The Cloud Run service agent also needs secret access (granted automatically during deploy if you run the deploy command below):

# Cloud Run service agent format: service-PROJECT_NUMBER@serverless-robot-prod.iam.gserviceaccount.com
# Project number for alanblount-demo: 462816930018
gcloud secrets add-iam-policy-binding RELAY_ADMIN_KEY \
  --project=alanblount-demo \
  --member=serviceAccount:service-462816930018@serverless-robot-prod.iam.gserviceaccount.com \
  --role=roles/secretmanager.secretAccessor

APIs to Enable

gcloud services enable \
  run.googleapis.com \
  cloudbuild.googleapis.com \
  secretmanager.googleapis.com \
  artifactregistry.googleapis.com \
  --project=alanblount-demo

Artifact Registry Repo

gcloud artifacts repositories create a2a-relay \
  --repository-format=docker \
  --location=us-central1 \
  --project=alanblount-demo

Secret Manager

# Create the admin key secret (store a strong random value)
echo -n "your-strong-admin-key-here" | \
  gcloud secrets create RELAY_ADMIN_KEY \
    --data-file=- \
    --project=alanblount-demo

Build & Deploy

Local Auth Setup

# Copy SA key to node-readable path and activate
cp /secrets/credentials/alanblount-demo-bf573405ac1f.json \
   /home/node/.config/gcloud/alanblount-demo-sa.json

gcloud auth activate-service-account \
  --key-file=/home/node/.config/gcloud/alanblount-demo-sa.json

gcloud config set project alanblount-demo

Build Image

cd /shared/workspace/open-source/a2a-relay

gcloud builds submit \
  --project=alanblount-demo \
  --tag=us-central1-docker.pkg.dev/alanblount-demo/a2a-relay/relay:latest \
  --suppress-logs

Build takes ~3–5 minutes. Image is ~340MB (Python 3.11-slim + sklearn).

Deploy to Cloud Run

gcloud run deploy a2a-relay \
  --project=alanblount-demo \
  --region=us-central1 \
  --image=us-central1-docker.pkg.dev/alanblount-demo/a2a-relay/relay:latest \
  --platform=managed \
  --allow-unauthenticated \
  --set-secrets=RELAY_ADMIN_KEY=RELAY_ADMIN_KEY:latest \
  --set-env-vars=RELAY_DB_PATH=/tmp/relay.db,RELAY_LOG_LEVEL=INFO \
  --memory=512Mi \
  --cpu=1 \
  --min-instances=0 \
  --max-instances=3 \
  --port=8080

Note: Cloud Run injects PORT=8080 automatically. The Dockerfile CMD uses ${PORT:-8080} but in practice Cloud Run always sets PORT. The CMD in Dockerfile is:

CMD ["uvicorn", "relay.main:app", "--host", "0.0.0.0", "--port", "8080"]

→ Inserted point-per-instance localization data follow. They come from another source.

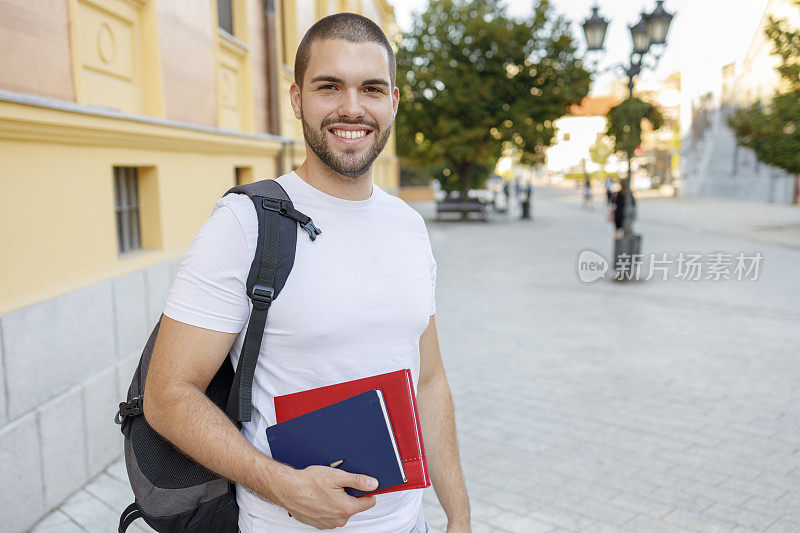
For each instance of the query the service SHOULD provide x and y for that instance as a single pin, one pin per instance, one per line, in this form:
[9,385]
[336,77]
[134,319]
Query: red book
[398,390]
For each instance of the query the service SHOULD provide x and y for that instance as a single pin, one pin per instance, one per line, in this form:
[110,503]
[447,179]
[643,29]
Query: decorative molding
[26,122]
[232,44]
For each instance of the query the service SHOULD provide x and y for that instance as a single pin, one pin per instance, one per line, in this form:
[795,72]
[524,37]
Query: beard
[349,163]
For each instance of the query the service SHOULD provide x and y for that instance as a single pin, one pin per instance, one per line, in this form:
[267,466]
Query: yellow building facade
[154,85]
[121,123]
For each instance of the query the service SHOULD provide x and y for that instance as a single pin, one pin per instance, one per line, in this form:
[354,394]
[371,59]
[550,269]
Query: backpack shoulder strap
[272,262]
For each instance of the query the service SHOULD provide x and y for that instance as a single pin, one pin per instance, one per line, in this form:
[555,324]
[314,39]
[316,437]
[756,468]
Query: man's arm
[185,359]
[439,433]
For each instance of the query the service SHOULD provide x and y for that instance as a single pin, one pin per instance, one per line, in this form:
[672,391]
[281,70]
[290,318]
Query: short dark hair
[350,27]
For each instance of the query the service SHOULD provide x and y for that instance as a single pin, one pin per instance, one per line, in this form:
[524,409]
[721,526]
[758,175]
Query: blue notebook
[356,431]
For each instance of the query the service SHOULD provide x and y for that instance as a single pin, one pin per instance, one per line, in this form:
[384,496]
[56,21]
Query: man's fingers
[357,481]
[363,503]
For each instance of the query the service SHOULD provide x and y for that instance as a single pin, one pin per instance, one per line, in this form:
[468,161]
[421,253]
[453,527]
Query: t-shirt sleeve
[209,290]
[432,268]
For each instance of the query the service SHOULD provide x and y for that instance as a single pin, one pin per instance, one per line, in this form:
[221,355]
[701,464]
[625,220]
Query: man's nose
[350,105]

(Hardcoded to 8080 — Cloud Run always uses 8080 anyway.)

Verify Health

curl https://a2a-relay-462816930018.us-central1.run.app/health
# Expected: {"status": "ok", "agents": N, "messages": M}

Local Development

cd /shared/workspace/open-source/a2a-relay

# Install deps (uv required)
uv sync --extra dev

# Copy and edit env
cp .env.example .env
# Set RELAY_ADMIN_KEY in .env

# Start relay
uv run uvicorn relay.main:app --port 8765 --reload

# Or use the CLI
uv run python -m relay.cli --help

Running Tests

uv run pytest                    # all tests
uv run pytest -k test_mailbox    # specific module
uv run pytest -v --tb=short      # verbose

Test status: 129 passed, 1 skipped, 1 xfail (test_callback_delivery — callback push not yet implemented, documented as xfail).

Running the Demo

# Against local relay
uv run python demo/run_demo.py

# Against Cloud Run
uv run python demo/run_demo.py \
  --relay-url https://a2a-relay-462816930018.us-central1.run.app \
  --admin-key $RELAY_ADMIN_KEY

Demo scenarios:

  1. Echo agent round-trip — register, send, poll, verify echo
  2. Counter agent state — send multiple increments, verify count
  3. Multi-agent routing — two agents exchange messages via relay
  4. Concurrent delivery — parallel sends, verify all delivered

Architecture Notes

See ARCHITECTURE.md for full design.

Key decisions:

Dockerfile Pitfall (RESOLVED)

python -m relay.main exits immediately — Python’s -m flag doesn’t trigger if __name__ == "__main__" blocks in the same way when there’s no __main__.py. Always use:

CMD ["uvicorn", "relay.main:app", "--host", "0.0.0.0", "--port", "8080"]

Cloud Run Env Var Pitfall

${PORT:-8080} shell expansion does not work in Dockerfile CMD ["exec", "form"] (JSON array). Use a shell form or hardcode the port:

# ❌ Does NOT expand PORT in exec form
CMD ["uvicorn", "relay.main:app", "--port", "${PORT:-8080}"]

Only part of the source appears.